Il passa bientôt chez les autres nations. Nithard rapporte qu’en 870, les enfants de Louis le Débonnaire signalèrent leur réconciliation par une de ces joutes solennelles, qu’on appela depuis tournois. « Ex utraque parte alter in alterum veloci cursu ruebant. »

L’empereur Henri l’Oiseleur, pour célébrer son couronnement, donna une de ces fêtes militaires (920) : on y combattit à cheval. L’appareil en fut aussi magnifique qu’il pouvait l’être dans un pays pauvre, qui n’avait encore de villes murées que celles qui avaient été bâties par les Romains le long du Rhin.

L’usage s’en perpétua en France, en Angleterre, chez les Espagnols et chez les Maures.

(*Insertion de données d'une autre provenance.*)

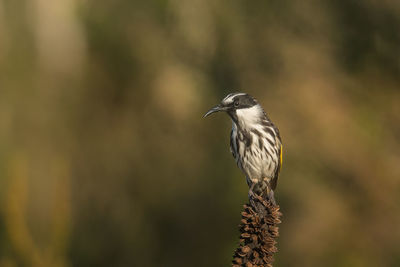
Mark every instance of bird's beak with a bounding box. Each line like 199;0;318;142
204;104;225;118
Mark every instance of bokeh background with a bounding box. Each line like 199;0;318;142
1;0;400;266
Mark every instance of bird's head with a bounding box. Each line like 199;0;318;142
204;93;263;124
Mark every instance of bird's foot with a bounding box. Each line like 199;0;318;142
248;183;256;199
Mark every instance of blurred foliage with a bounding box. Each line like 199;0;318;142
0;0;400;266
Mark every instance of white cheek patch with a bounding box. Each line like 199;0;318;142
236;105;263;129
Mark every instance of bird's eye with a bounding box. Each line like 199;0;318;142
234;101;239;107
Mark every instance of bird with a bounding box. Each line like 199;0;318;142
204;93;282;205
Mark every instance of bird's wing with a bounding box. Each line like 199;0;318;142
270;142;282;190
230;129;237;159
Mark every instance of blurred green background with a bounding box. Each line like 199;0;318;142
1;0;400;266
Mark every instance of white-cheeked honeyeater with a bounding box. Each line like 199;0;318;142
204;93;282;205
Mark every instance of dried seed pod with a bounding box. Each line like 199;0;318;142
232;194;282;266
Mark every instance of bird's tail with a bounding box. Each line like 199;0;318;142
249;180;276;206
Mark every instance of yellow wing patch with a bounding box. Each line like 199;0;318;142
279;144;283;172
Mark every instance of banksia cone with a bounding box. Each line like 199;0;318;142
232;194;282;267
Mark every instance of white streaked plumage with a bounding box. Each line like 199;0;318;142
205;93;282;203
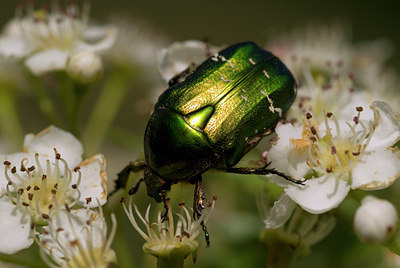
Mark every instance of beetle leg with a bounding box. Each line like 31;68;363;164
193;177;205;219
110;160;147;196
160;190;170;222
224;163;306;185
168;63;197;87
128;178;144;195
201;221;210;248
193;177;210;247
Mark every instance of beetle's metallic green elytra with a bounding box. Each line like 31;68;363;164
143;41;297;200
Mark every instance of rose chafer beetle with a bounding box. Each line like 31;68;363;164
116;41;302;246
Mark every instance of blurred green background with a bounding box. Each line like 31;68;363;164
0;1;399;267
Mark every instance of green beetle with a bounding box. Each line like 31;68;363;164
116;42;302;245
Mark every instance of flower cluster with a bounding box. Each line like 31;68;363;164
0;126;109;256
0;0;116;76
256;26;400;263
267;101;400;213
0;0;400;265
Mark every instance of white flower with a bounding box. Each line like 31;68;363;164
267;25;392;87
38;208;117;268
287;70;375;123
66;51;103;84
157;40;220;83
0;1;117;75
267;101;400;214
122;196;216;261
267;25;400;118
0;126;107;254
354;196;398;243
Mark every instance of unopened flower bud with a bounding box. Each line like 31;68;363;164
354;196;398;243
67;51;103;84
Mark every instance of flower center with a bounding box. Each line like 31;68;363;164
4;149;81;225
65;247;113;268
293;108;372;181
312;135;358;176
39;210;117;268
16;1;90;51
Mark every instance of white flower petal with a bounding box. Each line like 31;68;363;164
0;196;33;254
24;126;83;167
0;37;31;58
2;19;23;37
269;123;310;182
351;149;400;189
75;154;107;207
367;101;400;151
340;92;375;122
157;40;218;82
285;175;350;214
264;194;295;229
75;27;117;53
83;25;111;41
24;49;69;75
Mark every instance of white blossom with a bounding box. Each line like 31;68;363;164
0;126;107;254
267;101;400;214
39;207;117;268
354;196;398;243
267;25;392;87
157;40;220;83
66;51;103;84
267;25;400;119
0;1;116;75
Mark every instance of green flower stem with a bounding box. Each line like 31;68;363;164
157;256;184;268
29;73;61;126
260;229;297;268
386;239;400;255
266;242;296;268
56;72;90;137
0;85;23;150
57;72;74;128
70;82;90;137
82;68;133;156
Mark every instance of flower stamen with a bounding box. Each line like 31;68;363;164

On sait que Geoffroi de Preuilly, chevalier de Touraine, rédigea quelques lois pour la célébration de ces jeux, vers la fin du xie siècle ; quelques-uns prétendent que c’est de la ville de Tours qu’ils eurent le nom de tournois, car on ne tournait point dans ces jeux comme dans les courses des chars chez les Grecs et chez les Romains. Mais il est plus probable que tournoi venait d’épée tournante, ensis torneaticus, ainsi nommée dans la basse latinité, parce que c’était un sabre sans pointe, n’étant point permis dans ces jeux de frapper avec une autre pointe que celle de la lance.